Lord Bethell, a former Health Secretary, has previously admitted to accidentally deleting WhatsApp messages relating to the awarding of contracts for personal protective equipment. He told BBC Radio 4 Today Program last week: “I had an issue with my phone’s capacity… and I clumsily erased it. In hindsight I regret that.”
Rayner said, “Rishi Sunak must come to grips with himself and take steps to prevent government ministers from destroying evidence. When evidence is destroyed, justice can be denied.
“The Prime Minister needs to take personal responsibility to ensure the public trusts ministers are held accountable and families get the answers they deserve. If he doesn’t act, he risks complicity in a cover-up.
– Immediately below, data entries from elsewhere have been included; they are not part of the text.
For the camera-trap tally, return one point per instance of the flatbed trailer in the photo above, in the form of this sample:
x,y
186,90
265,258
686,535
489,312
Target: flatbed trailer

“While other countries’ Covid inquiries have already concluded, unforgivable delays caused by Tory ministers have hampered the already painfully slow truth-telling process.” At a preliminary hearing on Wednesday, Baroness Hallett said the inquiry was not a “whitewash “. She also said it “won’t drag on for decades” and that it had already decided to issue interim reports.
A spokesman for the inquiry said: “This public inquiry was set up to investigate a wide range of issues and it will take some time, for which the Chair made no apology last year when the inquiry was officially launched.”
Three modules have been announced so far (Resilience and Preparedness; Key UK Decisions and Impact of Covid-19 on UK Healthcare), with further research to be announced over the summer.
The spokesman said the investigation had no contract with Legastat and could not comment on the timeframe given in the document.